Question

below are $\triangle abc$ and $\triangle def$. we assume that $ab = de$, $m\angle a = m\angle d$, and $m\angle b = m\angle e$.
two triangles, $\triangle abc$ (teal) and $\triangle def$ (red), with right angles at $b$ and $e$ respectively
here is a rough outline of a proof that $\triangle abc \cong \triangle def$:

1. we can map $\triangle abc$ using a sequence of rigid transformations so that $a = d$, $b$ and $e$ are on the same ray from $d$, and $c$ and $f$ are on the same ray from $d$. show drawing.
2. as a result of these transformations, $b$ must coincide with $e$. show drawing.
3. as a result of these transformations, $c$ must coincide with $f$. show drawing.

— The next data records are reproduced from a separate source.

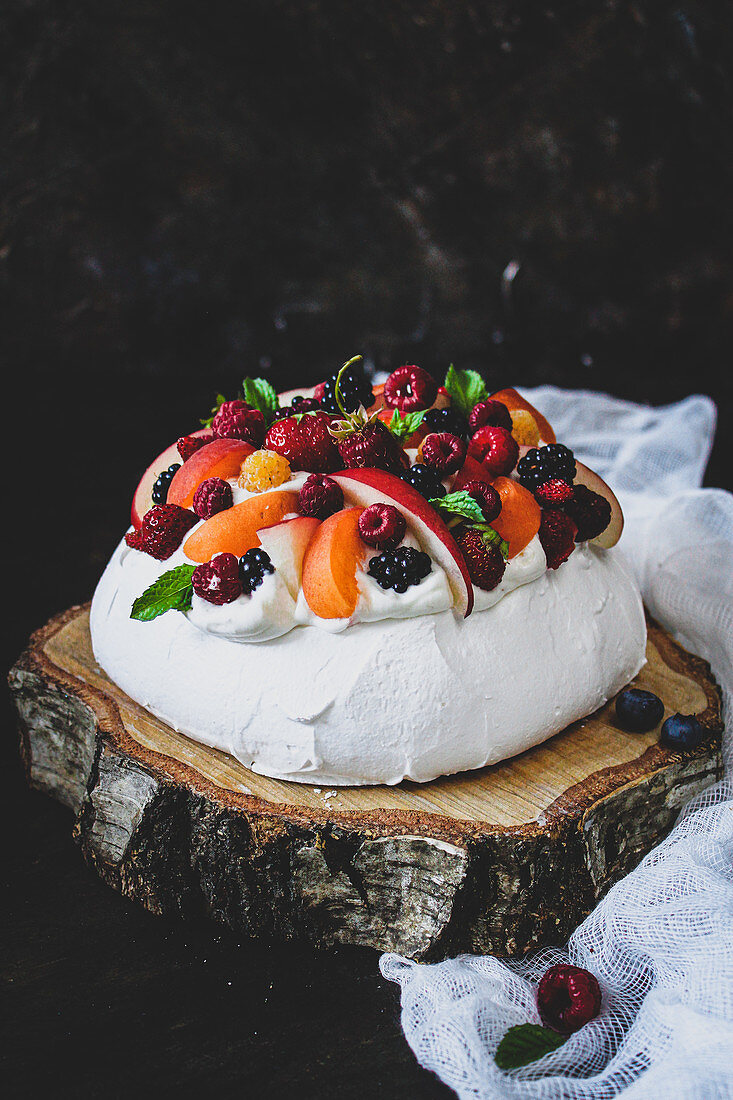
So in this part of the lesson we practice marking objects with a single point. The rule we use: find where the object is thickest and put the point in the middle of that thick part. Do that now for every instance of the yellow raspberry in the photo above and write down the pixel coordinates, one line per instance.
(524, 428)
(263, 470)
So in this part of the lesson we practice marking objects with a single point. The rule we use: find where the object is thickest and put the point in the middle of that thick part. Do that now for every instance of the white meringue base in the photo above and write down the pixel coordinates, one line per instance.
(392, 700)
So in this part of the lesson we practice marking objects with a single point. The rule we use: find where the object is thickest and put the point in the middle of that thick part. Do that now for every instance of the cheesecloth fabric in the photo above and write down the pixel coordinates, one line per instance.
(660, 943)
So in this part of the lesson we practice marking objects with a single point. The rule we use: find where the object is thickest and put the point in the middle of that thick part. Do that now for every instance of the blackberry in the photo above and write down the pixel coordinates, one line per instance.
(546, 463)
(252, 569)
(353, 388)
(425, 480)
(163, 484)
(447, 420)
(400, 569)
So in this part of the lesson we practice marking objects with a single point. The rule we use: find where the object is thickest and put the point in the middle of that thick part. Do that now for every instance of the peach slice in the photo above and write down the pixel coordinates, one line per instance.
(286, 545)
(236, 529)
(376, 486)
(588, 477)
(142, 501)
(518, 520)
(514, 400)
(221, 458)
(330, 563)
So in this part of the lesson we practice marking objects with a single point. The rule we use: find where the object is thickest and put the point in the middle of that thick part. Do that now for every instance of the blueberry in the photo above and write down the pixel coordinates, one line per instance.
(638, 711)
(682, 732)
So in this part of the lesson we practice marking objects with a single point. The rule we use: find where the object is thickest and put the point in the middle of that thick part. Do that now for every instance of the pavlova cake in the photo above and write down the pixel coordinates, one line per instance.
(364, 585)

what is the justification that $b = e$ in step 2?
choose 1 answer:
a) $b$ and $e$ are the same distance from $d$ along the same ray.
b) both $b$ and $e$ lie on intersection points of circles centered at $d$ and $f$ with radii $de$ and $fe$, respectively. there are two such possible points, one on each side of $\overleftrightarrow{df}$.
c) $b$ and $e$ are at the intersection of the same pair of rays.

Explanation:

To determine the justification for \( B' = E \) in step 2, we analyze each option:

• Option A: Since we mapped \( \triangle ABC \) such that \( A' = D \), \( B' \) and \( E \) are on the same ray from \( D \), and \( AB = DE \) (given), \( B' \) and \( E \) must be the same distance from \( D \) along that ray. By the uniqueness of a point at a given distance from a vertex on a ray, \( B' \) coincides with \( E \).
• Option B: This describes a construction for triangle congruence (SSS or SAS - like circle intersections) but is not relevant here as we are using rigid transformations and ray - based mapping, not circle intersections.
• Option C: \( B' \) and \( E \) are on the same ray from \( D \), not the intersection of two rays (the other ray is for \( C' \) and \( F \)), so this is incorrect.

Answer:

A. \( B' \) and \( E \) are the same distance from \( D \) along the same ray.